More and more Americans are living with a quietly increasing disability, and one that can have a dangerous ripple effect into other aspects of their health, happiness and livelihood. But a transformation in treatment is on the horizon.

A "coming tsunami" was how Robert Jackler, MD, the Edward C. and Amy S. Sewall Professor in Otorhinolaryngology, described to me the number of aging adults with hearing loss that is expected to rise dramatically in the years to come. Today, fewer than 20 percent of adults diagnosed with hearing loss seek treatment, such as hearing aids. Those who do seek treatment wait, on average, eight to 10 years before doing so.

That means that a lot of Americans are living with a quietly increasing disability, and one that can have a dangerous ripple effect into other aspects of their health, happiness and livelihood.
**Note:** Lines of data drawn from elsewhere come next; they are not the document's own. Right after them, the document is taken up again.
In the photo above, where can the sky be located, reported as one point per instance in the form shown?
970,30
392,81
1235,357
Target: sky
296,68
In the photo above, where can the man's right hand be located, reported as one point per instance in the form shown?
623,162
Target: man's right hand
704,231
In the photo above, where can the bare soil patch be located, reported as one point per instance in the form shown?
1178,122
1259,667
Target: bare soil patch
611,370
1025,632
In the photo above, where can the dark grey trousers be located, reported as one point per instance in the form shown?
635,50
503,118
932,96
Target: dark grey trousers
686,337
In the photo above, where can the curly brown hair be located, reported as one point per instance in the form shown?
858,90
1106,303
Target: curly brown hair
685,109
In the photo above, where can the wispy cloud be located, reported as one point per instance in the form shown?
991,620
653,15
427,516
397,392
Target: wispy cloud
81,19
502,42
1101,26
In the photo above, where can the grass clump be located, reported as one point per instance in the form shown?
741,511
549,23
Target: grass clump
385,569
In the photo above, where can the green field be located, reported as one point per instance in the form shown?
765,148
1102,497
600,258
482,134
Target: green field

In my story, "Hear and Now," for the latest issue of Stanford Medicine magazine, I look at some of the numbers:

According to the National Institutes of Health, 'Approximately one in three people between the ages of 65 and 74 has hearing loss, and nearly half of those older than 75 have difficulty hearing.' A review of literature in the October 2017 JAMA Otolaryngology raised that estimate, stating that hearing impairment affects nearly two-thirds of Americans who are 70 and older. Simply put, adults older than 70 are more likely to have hearing loss than to have normal, healthy hearing.

Those numbers reflect the state of things today, but the population "bump" caused by the baby boom promises to rapidly increase the number of adults afflicted by hearing loss in the future:

The onset of hearing loss as we age may be gradual, but the accumulated effect on our population is developing into an epidemic of drastic proportions. This is especially true in the United States as the baby boom generation -- the 75 million babies born from 1946 to 1964 -- has reached or is about to reach senior citizenship. The number of individuals of all ages with mild to complete hearing loss will balloon from just under 44 million today to nearly 55 million in 2030.

Despite these dire numbers, Jackler, who is also chair of the Department of Otolaryngology-Head & Neck Surgery, sees a transformation in treatment on the horizon. "I have a huge optimism about the future of our ability to help people with hearing loss," he told me.

Fueling his hope are advances in the technology of hearing aids, which have seen more rapid advances in the past seven years than they have in the past 70, an improvement in attitudes toward wearing hearing aids and reducing their stigma, and a concerted effort at Stanford to strive for a cure. At the same time, Jackler's colleague, Matthew Fitzgerald, PhD, chief of audiology at Stanford Health Care and Lucile Packard Children's Hospital Stanford, is working to improve the way hearing is tested, to provide more accurate diagnoses.

And they aren't the only optimists. In my story you'll meet Ed Lutz, 76, father to Amy Yotopoulos, director of the Mind Division of the Stanford Center on Longevity, who struggled for years with hearing loss until his daughter encouraged him to try Bluetooth-connected hearing aids. More from the story:

Lutz has his own advice for people with hearing loss: 'Don't give up if the first pair of hearing aids doesn't feel right. Let your mind get accustomed to the new sounds.'

Lutz's experience is proof that getting the right treatment can make an enormous difference, not only in hearing the world around us, but in our ability to connect with people and enjoy life to the fullest. And, with barriers to treatment -- such as cost and access to care -- coming down, there's even greater hope that treatment, technology and education could outpace the ever-rising numbers of hearing loss in adults.